Today (three weeks late!) Sen. Dianne Feinstein finally followed through on her threat to introduce a new federal ban on "assault weapons." Or so news reports claim. So far I have not been able to locate an actual bill, and The Washington Post reports that Feinstein was still fiddling with the text yesterday. There is no link to the bill on Feinstein's website, and the lines at her office are too busy for me to get through, presumably because many other people are wondering where the hell the bill is. So for now all I have to go on is the summary that her office posted in December, plus the details that her aides have divulged to the press.

The bill bans the manufacture and sale of more than 100 guns by name, including the Bushmaster rifle that Adam Lanza used to murder 26 people at Sandy Hook Elementary School in Newtown, Connecticut, last month.
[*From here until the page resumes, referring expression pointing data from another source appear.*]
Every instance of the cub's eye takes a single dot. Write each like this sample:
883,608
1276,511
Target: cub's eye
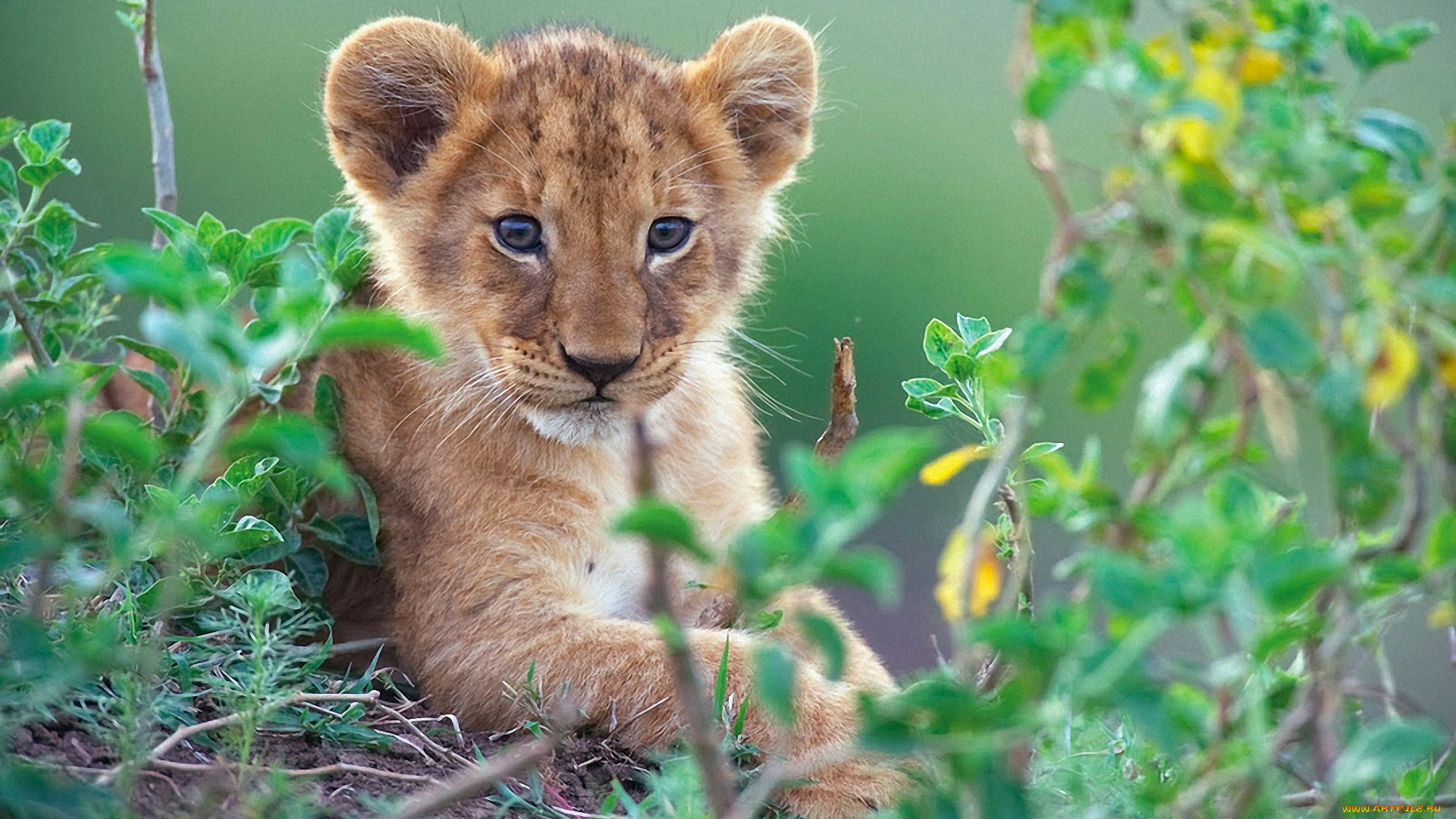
669,234
519,232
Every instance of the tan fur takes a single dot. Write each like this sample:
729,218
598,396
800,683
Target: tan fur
497,482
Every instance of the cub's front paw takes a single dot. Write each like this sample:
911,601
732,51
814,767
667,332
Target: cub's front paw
848,790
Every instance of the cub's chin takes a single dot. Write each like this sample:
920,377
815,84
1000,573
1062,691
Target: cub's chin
582,422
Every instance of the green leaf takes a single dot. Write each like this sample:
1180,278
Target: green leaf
1040,344
294,439
1379,751
9,127
55,228
938,409
41,175
774,681
1440,544
1055,77
50,136
228,254
150,352
962,368
152,382
262,592
928,388
171,224
1279,343
824,634
971,328
1369,49
989,343
1286,580
249,534
124,436
867,569
1101,382
1040,450
1165,385
334,234
209,229
1395,136
664,523
378,328
941,343
1367,479
270,238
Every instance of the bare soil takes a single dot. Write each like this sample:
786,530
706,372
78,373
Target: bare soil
576,780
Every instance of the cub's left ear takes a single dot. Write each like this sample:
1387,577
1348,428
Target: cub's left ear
764,77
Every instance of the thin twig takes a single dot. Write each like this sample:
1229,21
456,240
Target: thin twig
24,318
438,749
237,717
482,777
356,646
319,771
1022,554
981,500
692,701
842,420
159,111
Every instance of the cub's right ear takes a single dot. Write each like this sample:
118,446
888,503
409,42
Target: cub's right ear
394,88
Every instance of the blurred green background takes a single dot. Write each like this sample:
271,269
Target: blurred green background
915,205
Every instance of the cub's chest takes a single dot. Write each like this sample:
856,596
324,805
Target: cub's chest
613,579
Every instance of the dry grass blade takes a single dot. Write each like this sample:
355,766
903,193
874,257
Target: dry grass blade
479,779
237,717
691,698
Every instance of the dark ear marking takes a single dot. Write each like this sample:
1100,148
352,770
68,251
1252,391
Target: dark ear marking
764,77
392,91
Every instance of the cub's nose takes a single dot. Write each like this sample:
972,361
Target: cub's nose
599,373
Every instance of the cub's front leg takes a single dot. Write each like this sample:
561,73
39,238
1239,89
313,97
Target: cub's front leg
617,670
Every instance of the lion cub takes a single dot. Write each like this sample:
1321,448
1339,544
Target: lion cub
582,222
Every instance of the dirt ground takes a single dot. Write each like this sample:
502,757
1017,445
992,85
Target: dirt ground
576,780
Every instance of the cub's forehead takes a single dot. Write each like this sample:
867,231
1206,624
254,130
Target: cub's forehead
582,101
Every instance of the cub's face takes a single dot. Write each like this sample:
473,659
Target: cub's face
576,216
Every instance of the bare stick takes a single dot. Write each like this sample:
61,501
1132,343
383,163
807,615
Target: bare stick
237,717
164,153
438,749
356,646
842,420
24,318
319,771
479,779
692,701
981,500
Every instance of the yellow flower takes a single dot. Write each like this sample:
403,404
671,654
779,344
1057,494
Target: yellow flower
1446,369
1199,139
986,576
948,465
1392,368
1196,139
1218,37
1164,52
1218,88
1260,66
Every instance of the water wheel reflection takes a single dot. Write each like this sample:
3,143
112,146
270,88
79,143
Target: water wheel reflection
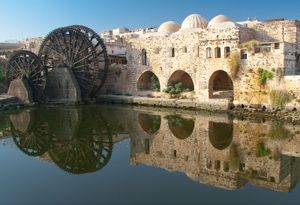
75,141
31,138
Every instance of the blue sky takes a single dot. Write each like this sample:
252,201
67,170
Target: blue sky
30,18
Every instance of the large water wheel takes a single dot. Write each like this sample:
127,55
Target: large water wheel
82,51
27,66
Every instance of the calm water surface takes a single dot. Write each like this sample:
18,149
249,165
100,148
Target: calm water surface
135,155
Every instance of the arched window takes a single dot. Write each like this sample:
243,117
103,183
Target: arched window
173,52
185,49
144,57
226,51
217,52
208,52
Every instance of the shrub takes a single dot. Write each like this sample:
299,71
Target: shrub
264,75
176,88
278,131
249,46
279,98
234,63
155,83
262,151
175,120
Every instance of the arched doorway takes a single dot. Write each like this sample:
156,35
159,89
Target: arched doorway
149,123
220,135
182,77
148,81
180,127
220,85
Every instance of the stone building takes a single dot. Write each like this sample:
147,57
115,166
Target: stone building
217,62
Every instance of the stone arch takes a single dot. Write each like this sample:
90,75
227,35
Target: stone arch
148,81
144,57
183,77
180,127
149,123
220,135
220,85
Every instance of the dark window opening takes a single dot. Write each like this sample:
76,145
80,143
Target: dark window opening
144,57
173,52
227,52
217,52
244,55
208,53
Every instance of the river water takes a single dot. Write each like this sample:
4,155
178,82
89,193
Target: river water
101,154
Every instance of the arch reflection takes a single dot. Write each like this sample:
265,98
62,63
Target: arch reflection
149,123
77,140
181,127
220,135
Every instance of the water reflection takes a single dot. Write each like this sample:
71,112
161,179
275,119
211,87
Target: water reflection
211,149
76,140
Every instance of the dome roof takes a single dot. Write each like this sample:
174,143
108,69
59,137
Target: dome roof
169,27
194,21
221,21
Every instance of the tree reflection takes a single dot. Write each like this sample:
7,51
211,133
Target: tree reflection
78,140
181,127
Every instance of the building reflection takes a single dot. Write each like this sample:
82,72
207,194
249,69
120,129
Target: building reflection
215,150
222,152
76,140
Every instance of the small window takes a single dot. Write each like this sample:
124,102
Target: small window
147,146
185,49
217,52
208,52
243,55
173,52
272,179
217,165
174,153
156,50
208,163
226,52
226,167
144,57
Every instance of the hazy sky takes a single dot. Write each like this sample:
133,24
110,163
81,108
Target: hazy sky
31,18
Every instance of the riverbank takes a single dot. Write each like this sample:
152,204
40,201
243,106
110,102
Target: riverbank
256,113
245,113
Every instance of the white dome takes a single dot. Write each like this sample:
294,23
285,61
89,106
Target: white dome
169,27
221,21
194,21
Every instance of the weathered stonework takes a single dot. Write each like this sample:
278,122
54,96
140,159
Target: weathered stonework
164,54
62,86
21,89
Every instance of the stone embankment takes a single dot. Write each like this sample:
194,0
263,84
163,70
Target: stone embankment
250,113
8,102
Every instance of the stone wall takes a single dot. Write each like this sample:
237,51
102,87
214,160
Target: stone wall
186,51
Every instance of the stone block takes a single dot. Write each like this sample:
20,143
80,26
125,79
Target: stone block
21,89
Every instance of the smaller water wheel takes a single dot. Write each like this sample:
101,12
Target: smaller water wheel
26,65
81,51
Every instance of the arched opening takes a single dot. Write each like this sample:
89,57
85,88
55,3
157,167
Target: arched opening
220,135
217,52
149,123
173,52
181,128
181,80
208,53
144,57
220,85
226,51
148,81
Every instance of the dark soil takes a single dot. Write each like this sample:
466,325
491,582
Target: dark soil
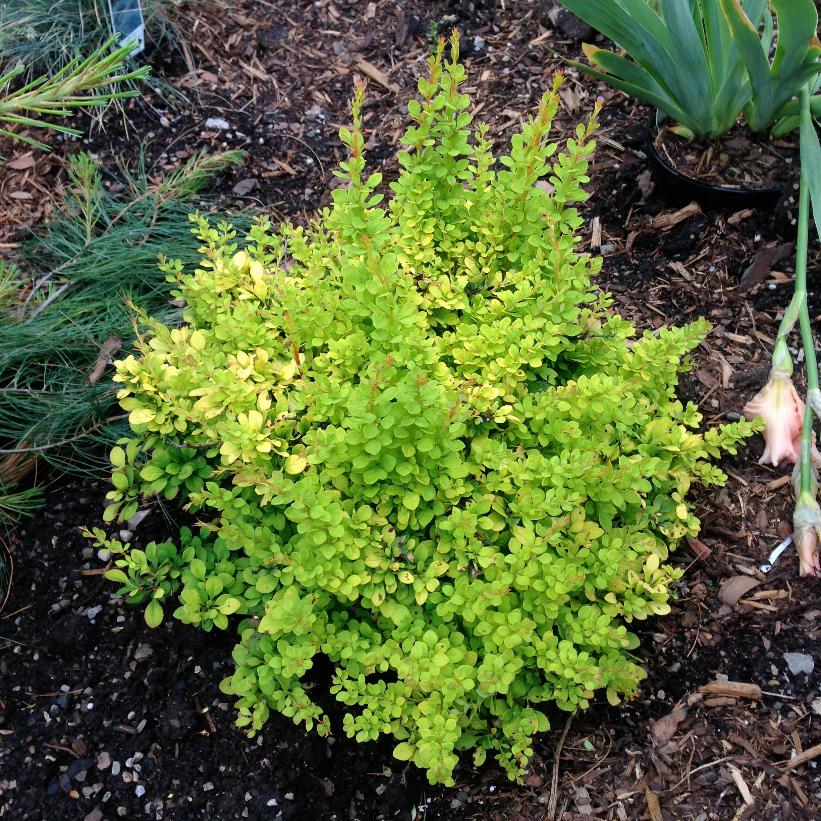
739,159
86,684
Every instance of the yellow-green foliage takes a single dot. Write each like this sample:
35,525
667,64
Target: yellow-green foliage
419,444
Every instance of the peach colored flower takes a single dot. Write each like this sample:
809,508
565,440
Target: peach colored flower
806,527
782,410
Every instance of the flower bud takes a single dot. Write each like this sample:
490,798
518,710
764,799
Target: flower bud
806,528
782,410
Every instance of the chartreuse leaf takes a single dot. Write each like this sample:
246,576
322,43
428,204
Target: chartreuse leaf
466,474
153,613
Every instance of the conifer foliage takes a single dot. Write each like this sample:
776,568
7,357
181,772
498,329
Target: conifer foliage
418,443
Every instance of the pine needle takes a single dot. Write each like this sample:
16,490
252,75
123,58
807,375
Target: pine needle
93,258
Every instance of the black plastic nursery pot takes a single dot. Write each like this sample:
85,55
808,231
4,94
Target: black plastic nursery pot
680,189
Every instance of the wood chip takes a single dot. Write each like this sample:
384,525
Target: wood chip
779,482
664,222
739,216
699,548
653,806
664,728
763,262
376,74
255,72
733,689
802,758
107,350
741,784
735,587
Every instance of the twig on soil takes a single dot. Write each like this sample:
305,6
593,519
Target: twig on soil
802,758
61,748
554,779
15,612
697,769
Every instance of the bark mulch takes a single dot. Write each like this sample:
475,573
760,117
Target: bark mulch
102,718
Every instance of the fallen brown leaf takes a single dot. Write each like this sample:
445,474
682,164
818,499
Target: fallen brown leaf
735,587
699,548
653,806
376,74
664,728
664,222
733,689
762,264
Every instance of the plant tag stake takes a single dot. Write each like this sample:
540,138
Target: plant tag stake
127,20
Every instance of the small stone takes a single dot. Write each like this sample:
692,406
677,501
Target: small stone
799,663
143,652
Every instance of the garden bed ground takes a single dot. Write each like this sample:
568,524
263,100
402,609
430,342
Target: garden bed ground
102,718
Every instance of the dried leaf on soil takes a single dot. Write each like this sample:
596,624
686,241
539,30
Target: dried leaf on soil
735,587
664,728
733,689
762,264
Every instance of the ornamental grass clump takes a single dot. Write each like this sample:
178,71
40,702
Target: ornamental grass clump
419,444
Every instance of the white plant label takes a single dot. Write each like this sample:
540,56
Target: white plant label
127,20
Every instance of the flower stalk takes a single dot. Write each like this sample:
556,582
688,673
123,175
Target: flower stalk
807,527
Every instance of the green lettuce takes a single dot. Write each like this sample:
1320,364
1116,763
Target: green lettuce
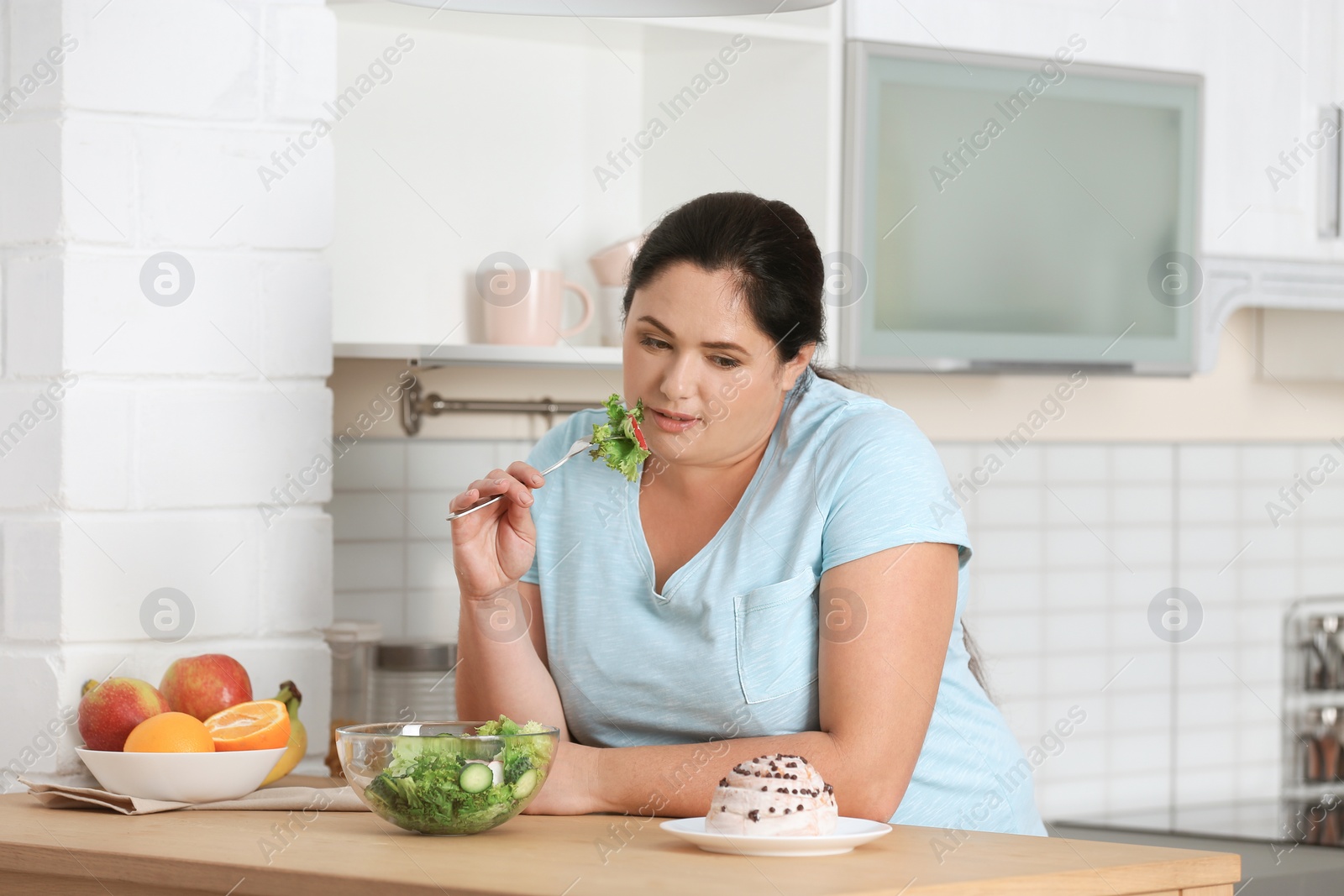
420,786
617,441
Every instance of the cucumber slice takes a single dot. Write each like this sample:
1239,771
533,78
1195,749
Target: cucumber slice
475,778
524,783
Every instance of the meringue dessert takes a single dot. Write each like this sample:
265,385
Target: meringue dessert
773,797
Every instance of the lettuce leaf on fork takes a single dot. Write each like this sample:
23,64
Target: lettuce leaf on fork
620,441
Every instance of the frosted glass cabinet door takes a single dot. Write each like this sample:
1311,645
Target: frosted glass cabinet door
1016,211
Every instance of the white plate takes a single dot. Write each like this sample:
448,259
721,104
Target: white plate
850,833
181,777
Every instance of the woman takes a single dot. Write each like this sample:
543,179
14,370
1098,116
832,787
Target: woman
669,627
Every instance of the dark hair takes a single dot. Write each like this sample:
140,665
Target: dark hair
768,249
777,268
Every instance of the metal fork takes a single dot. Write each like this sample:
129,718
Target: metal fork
575,449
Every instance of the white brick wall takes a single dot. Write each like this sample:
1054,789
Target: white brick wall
178,419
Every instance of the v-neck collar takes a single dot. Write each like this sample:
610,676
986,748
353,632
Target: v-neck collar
636,527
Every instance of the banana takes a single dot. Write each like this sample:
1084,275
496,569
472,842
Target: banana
297,734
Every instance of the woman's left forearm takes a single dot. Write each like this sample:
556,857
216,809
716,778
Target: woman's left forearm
678,781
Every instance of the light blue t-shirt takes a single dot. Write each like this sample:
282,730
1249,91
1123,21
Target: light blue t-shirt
730,647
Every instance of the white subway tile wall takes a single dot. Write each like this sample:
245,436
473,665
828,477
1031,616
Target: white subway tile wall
1072,546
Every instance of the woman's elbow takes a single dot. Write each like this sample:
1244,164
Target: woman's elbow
873,799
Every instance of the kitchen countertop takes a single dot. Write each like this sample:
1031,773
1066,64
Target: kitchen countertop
97,852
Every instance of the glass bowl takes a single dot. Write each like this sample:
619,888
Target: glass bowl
441,777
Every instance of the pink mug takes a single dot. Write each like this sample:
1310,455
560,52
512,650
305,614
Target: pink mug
524,307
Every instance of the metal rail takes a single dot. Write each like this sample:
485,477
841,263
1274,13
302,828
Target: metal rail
417,405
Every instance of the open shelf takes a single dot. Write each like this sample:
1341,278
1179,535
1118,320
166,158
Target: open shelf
539,356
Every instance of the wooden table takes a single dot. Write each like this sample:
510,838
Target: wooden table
190,853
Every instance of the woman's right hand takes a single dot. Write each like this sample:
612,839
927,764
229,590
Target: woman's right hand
494,547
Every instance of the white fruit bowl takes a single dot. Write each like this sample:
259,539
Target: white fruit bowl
181,777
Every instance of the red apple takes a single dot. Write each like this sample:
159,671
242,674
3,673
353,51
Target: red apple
203,685
111,710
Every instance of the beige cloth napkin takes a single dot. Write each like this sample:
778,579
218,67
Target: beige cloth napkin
82,792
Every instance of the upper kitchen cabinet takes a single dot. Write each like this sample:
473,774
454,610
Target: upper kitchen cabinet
1268,67
460,136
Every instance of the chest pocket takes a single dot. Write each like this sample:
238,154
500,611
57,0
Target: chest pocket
777,637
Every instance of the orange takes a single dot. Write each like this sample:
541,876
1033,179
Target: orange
257,725
170,732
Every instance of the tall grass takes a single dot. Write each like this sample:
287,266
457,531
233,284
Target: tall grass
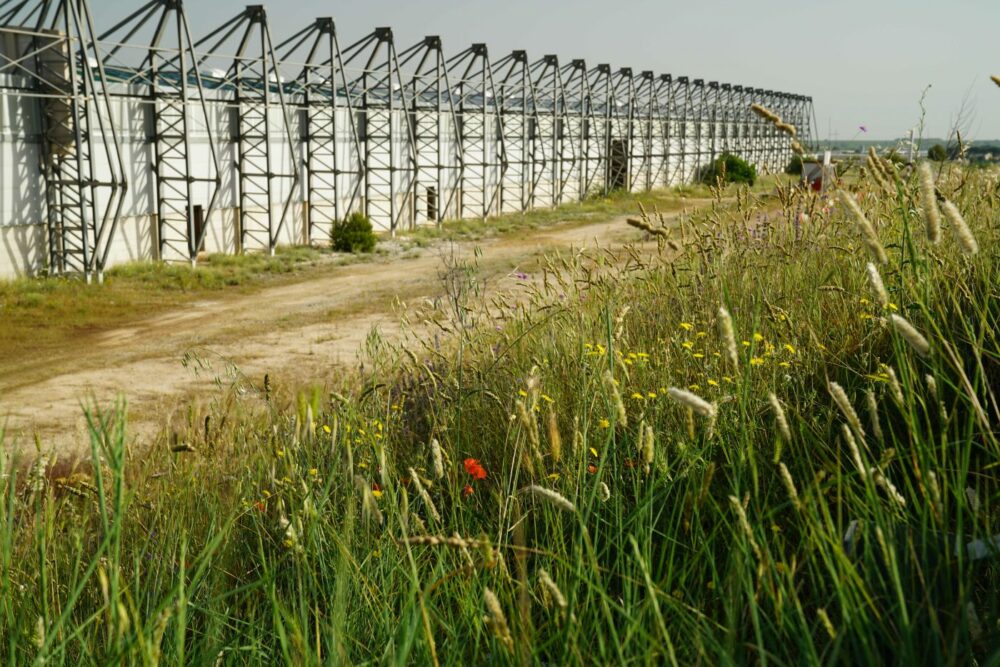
584,471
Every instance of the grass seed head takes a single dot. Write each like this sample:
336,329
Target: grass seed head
966,241
550,496
878,287
728,335
844,403
692,401
868,233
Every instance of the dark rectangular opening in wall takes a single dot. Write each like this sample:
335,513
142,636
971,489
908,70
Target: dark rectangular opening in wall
198,213
618,165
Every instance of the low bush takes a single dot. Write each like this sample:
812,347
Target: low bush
728,168
353,234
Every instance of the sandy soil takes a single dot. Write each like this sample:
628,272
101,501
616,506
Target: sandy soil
304,330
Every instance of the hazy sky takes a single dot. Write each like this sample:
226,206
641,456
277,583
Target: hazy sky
864,62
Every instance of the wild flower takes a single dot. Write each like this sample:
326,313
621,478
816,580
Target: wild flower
911,335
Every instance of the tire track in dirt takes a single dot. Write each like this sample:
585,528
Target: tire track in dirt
305,330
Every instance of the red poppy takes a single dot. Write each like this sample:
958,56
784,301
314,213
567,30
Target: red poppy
475,468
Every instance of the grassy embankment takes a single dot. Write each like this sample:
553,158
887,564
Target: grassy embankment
541,489
41,314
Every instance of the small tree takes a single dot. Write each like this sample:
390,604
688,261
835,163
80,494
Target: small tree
354,234
729,168
937,153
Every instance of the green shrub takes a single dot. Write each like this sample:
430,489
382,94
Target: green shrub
937,153
728,168
794,167
354,234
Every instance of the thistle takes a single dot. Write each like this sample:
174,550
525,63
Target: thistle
912,336
422,492
928,198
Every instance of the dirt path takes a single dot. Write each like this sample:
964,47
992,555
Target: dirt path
301,330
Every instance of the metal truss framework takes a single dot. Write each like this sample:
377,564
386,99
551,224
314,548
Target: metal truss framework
408,137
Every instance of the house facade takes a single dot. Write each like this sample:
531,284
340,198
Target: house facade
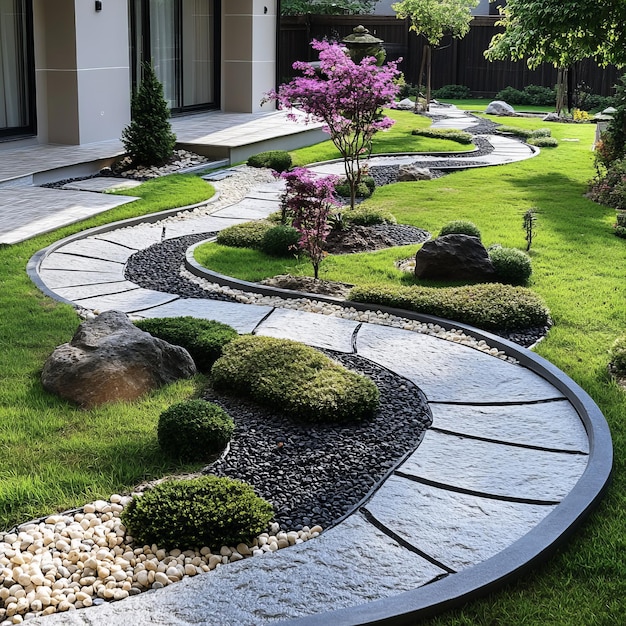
68,67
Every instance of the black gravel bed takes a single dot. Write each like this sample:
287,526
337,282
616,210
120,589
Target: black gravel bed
158,268
318,473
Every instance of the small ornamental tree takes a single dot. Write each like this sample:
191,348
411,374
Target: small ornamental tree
348,97
148,138
309,200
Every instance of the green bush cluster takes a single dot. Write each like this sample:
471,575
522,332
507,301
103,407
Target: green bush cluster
206,511
453,92
617,355
294,378
367,216
281,241
203,339
278,160
460,136
491,306
244,235
531,94
512,266
194,430
460,227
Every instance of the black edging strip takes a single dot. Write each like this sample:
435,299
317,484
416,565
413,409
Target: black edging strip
403,542
470,492
512,444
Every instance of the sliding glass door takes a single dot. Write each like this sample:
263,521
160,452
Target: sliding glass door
180,38
16,69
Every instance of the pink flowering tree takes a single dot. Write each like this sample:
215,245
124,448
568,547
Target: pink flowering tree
308,200
347,97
That may seem emotionally satisfying, but it would have been equally logical to ban the car he drove to the school. After all, had he not been able to reach the school, the massacre never would have happened. Even if the particular model of car that Lanza used to commit his crimes had been unavailable, of course, he could have driven a different, equally effective car. Yet for people who think like Dianne Feinstein, it is inconceivable that such substitution might occur with guns as well as cars.

In addition to the specifically listed guns, Feinstein's bill, like the "assault weapon" ban that expired in 2004 (which she also sponsored), covers guns that accept detachable magazines and have military-style features such as pistol grips, folding stocks, and flash suppressors. But while a rifle needed two military-style features to qualify as an "assault weapon" under the old law, it needs only one under the new bill. That might count as an improvement if these features had anything to do with the ability to kill defenseless schoolchildren and moviegoers, but they don't. Judging from her office's summary, here are the features Feinstein considers especially menacing: pistol grips, folding stocks, thumbhole stocks, and grenade launchers (not very useful unless you have grenades, which are already illegal for civilians).

This sort of legislation makes sense only to people who don't understand what it does. The folks at CNN, for example, who put this headline on their story about Feinstein's press conference: "Feinstein Proposes New Ban on Some Assault Weapons." Since "assault weapons" are defined by law, how is it possible for the law that defines them to cover only some while missing others? In case that's not confusing enough, CNN adds that "not all of the weapons in the bill meet the technical definition of assault weapons." What "technical definition"? It can't be Feinstein's, since any gun covered by her bill is an "assault weapon" by (arbitrary) definition. Maybe CNN corresponents Dana Bash and Tom Cohen mean that Feinstein's definition is different from Connecticut's, which is essentially the same as the old federal definition; or California's, which is broader; or New York's, which is based on a somewhat different list of military-style features. More likely, they do not know what they mean. Evidence for the latter conclusion:

Supporters of more gun control acknowledge the constitutional right to bear arms, but argue that rifles capable of firing multiple rounds automatically or semi-automatically exceed the reasonable needs of hunters and other gun enthusiasts. 

It is amazing that, a quarter of a century after California passed the first "assault weapon" ban, journalists who cover this issue still think such laws are 1) aimed at machine guns, 2) aimed at all semiautomatics, or 3) both, as Bash and Cohen seem to believe. But maybe we should not be too hard on them. After all, President Obama, who supports Feinstein's bill, suffers from a similar misconception.

Even if you accept Feinstein's false premise that there is something especially assaulty or murdery about the guns she wants to ban, her bill would not actually get rid of them, since millions of existing "assault weapons" would remain in circulation. Feinstein says her aim is to "dry up the supply of these weapons over time." But guns are durable products that remain usable for decades, not a puddle that evaporates when the sun comes up. Feinstein claims her bill will "help end the mass shootings that have devastated countless families and terrorized communities." How exactly will it do that?